Supply has caught up with demand in the global long products market, with lead times shortening, although prices higher than at the beginning of the fourth quarter of 2020 will be the new normal, says the International Rebar Exporters and Producers Association (Irepas). Moreover, freight rates are still significantly elevated.

Despite the return of market equilibrium, Section 232 and EU safeguards remain in force, and protected markets will continue enjoying their positions until measures are terminated, Irepas adds in its September short-range outlook seen by Kallanish.

“The slowdown in the Far East has dealt the market a strong body blow,” Irepas comments. “The Asian markets are making adjustments, but most would say that everyone is happy over there. The Indian and Vietnamese mills are exporting, while new plants in Indonesia as well as the Japanese mills are making historic profits. South Korean mills most likely will do the same.” There is strong competition between Turkish long product exports to Asia and Asian-produced material.

EU cut-and-benders’ stock levels are rising, as an increasing number of projects are being put on hold due to high prices for construction materials, including rebar. “The cut and benders are feeling a significant drop in order income and are holding their breaths to see how the EU mills will react to fewer order entries,” Irepas says. With summer holidays over, demand is however expected to recover and EU mill prices are therefore not expected to fall significantly, especially amid a lack of import alternatives.

US demand remains high but supply is gaining, although some shortages remain, especially on the West Coast. Imports cannot fill the gap due to shipping constraints. Costly freight is seeing mills offer on an fob basis. “Importers who buy on fob basis on all occasions are in for a surprise when cargoes are ready to ship. To add to the problem, most ports are full and do not wish to receive more cargoes,” Irepas observes. Credit has become an issue, with many buyers unable to insure the receivables.

Costly freight is discouraging international trade transactions, which will create short-term downward pressure on prices and long-term shortages in importing countries.
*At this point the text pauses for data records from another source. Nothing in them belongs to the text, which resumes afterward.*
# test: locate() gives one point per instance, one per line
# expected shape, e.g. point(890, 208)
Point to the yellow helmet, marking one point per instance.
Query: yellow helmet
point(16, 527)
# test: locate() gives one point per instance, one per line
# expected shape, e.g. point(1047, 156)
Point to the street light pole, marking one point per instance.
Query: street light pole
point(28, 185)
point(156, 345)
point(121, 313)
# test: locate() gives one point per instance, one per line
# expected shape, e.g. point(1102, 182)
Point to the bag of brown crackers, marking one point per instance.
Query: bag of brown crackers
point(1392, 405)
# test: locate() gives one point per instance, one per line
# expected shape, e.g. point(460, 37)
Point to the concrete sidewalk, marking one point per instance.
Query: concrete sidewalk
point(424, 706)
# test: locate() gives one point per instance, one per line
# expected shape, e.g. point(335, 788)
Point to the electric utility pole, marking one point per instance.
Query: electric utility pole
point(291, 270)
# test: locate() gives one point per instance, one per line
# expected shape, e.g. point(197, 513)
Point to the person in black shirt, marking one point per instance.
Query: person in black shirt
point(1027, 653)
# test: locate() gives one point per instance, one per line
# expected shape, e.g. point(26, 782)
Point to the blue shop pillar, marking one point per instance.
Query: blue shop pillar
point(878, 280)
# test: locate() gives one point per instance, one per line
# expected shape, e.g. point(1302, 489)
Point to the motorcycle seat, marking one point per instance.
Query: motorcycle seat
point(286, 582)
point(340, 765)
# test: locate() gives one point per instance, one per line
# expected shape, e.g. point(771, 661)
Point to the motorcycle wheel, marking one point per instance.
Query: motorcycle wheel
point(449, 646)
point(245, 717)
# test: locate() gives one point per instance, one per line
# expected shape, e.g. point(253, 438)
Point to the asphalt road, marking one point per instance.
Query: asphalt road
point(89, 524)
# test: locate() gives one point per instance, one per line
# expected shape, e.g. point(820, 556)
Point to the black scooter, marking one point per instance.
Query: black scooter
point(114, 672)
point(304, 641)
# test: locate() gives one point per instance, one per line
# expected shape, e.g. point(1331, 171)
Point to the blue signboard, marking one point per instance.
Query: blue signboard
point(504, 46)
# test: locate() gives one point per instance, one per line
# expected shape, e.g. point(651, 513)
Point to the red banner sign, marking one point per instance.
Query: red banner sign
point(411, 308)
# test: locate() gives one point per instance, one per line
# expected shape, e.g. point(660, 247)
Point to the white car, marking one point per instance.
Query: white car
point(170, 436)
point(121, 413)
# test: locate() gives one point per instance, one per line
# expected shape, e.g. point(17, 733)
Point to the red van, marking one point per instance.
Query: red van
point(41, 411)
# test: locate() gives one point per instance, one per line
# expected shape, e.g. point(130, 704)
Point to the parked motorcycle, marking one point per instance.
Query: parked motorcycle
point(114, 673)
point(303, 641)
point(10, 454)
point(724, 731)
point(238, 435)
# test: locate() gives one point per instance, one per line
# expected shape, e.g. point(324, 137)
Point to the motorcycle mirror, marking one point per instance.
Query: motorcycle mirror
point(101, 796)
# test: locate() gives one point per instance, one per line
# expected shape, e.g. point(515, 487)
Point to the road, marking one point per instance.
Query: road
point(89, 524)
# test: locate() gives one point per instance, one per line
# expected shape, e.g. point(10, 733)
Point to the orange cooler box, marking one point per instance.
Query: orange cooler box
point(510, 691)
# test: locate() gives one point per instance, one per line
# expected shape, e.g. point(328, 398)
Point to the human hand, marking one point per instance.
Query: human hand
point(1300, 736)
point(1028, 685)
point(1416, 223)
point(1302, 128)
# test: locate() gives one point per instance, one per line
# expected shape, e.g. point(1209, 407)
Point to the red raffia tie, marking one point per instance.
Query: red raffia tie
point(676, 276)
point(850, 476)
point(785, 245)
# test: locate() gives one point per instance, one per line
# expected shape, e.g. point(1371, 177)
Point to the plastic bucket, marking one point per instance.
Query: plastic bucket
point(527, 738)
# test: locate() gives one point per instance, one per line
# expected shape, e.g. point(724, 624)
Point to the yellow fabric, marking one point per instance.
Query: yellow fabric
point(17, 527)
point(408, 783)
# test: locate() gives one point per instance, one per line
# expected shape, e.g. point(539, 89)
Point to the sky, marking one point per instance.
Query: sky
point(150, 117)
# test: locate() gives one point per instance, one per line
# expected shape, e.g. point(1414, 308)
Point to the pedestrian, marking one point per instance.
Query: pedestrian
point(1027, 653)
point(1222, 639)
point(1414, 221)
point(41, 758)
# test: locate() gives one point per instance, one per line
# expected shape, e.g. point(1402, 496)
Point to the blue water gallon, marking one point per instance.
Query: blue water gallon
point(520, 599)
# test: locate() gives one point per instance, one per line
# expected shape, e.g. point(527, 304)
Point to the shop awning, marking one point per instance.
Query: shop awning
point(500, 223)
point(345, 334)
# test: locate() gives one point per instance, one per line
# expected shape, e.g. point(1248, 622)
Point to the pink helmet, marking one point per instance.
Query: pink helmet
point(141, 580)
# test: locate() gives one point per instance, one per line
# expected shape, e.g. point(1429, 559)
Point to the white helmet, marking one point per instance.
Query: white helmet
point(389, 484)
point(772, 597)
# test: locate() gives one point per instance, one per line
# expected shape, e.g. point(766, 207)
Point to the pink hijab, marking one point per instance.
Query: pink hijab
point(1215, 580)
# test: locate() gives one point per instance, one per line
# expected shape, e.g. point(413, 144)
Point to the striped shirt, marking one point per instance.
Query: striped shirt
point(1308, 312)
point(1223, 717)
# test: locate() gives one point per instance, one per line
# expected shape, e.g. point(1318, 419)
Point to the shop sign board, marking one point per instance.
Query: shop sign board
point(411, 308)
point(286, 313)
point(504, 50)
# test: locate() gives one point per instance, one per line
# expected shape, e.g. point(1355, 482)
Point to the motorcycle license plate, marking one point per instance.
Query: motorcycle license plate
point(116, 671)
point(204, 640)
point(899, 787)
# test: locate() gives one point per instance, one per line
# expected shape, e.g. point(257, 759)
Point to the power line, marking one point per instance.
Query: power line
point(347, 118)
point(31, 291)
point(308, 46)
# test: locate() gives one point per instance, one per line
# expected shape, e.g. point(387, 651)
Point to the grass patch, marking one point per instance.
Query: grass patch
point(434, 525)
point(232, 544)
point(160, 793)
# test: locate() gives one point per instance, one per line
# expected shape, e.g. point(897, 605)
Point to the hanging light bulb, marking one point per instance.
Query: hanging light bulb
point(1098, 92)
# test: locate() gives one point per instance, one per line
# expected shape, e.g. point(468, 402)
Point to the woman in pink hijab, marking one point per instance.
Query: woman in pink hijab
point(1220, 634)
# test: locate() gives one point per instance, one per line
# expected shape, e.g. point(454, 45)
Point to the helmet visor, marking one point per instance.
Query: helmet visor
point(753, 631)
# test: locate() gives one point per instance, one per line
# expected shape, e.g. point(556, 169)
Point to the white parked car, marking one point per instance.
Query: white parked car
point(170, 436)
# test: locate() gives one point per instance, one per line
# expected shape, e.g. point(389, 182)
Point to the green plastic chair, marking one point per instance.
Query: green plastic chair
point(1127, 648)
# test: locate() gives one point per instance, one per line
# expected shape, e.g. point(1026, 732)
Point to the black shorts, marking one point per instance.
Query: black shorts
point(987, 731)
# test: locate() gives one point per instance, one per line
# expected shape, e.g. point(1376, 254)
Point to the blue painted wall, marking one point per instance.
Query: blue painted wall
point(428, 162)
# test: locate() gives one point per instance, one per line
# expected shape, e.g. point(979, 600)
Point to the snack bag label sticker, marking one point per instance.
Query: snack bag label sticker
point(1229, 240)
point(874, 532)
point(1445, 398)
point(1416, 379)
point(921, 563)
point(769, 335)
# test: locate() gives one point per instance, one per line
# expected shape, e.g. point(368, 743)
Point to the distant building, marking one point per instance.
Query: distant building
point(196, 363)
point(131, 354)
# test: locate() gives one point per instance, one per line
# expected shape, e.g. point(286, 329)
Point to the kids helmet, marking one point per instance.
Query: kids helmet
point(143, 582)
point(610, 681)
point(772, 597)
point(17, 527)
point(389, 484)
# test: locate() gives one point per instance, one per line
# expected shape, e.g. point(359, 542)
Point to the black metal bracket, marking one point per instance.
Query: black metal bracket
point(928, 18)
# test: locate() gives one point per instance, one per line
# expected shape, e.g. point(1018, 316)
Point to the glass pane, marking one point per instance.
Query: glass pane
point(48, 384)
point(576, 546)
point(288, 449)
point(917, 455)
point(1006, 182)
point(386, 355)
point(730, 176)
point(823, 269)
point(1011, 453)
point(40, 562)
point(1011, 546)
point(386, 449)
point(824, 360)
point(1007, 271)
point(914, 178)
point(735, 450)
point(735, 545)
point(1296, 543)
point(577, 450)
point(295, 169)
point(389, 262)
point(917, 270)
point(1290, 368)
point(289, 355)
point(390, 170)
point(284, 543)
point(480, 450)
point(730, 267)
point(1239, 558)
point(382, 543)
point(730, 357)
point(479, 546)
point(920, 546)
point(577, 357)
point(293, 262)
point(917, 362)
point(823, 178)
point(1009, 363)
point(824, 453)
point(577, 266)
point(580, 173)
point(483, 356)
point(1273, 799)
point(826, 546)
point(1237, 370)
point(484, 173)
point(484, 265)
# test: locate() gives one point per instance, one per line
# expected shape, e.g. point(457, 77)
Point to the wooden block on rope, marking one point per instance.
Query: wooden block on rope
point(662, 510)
Regionalisation is the current trend.

Chinese output cuts will spur the country’s demand for billet, which should support other regions, especially ASEAN producers, and could also buoy up steel pricing.

Almost all countries are looking at some type of stimulus plan and infrastructure spending, in particular, looks to continue for several years in Europe and North America.

Going forward, “some downward adjustments in the North American market may be seen and negativism is bound to spread and may affect other markets,” Irepas concludes.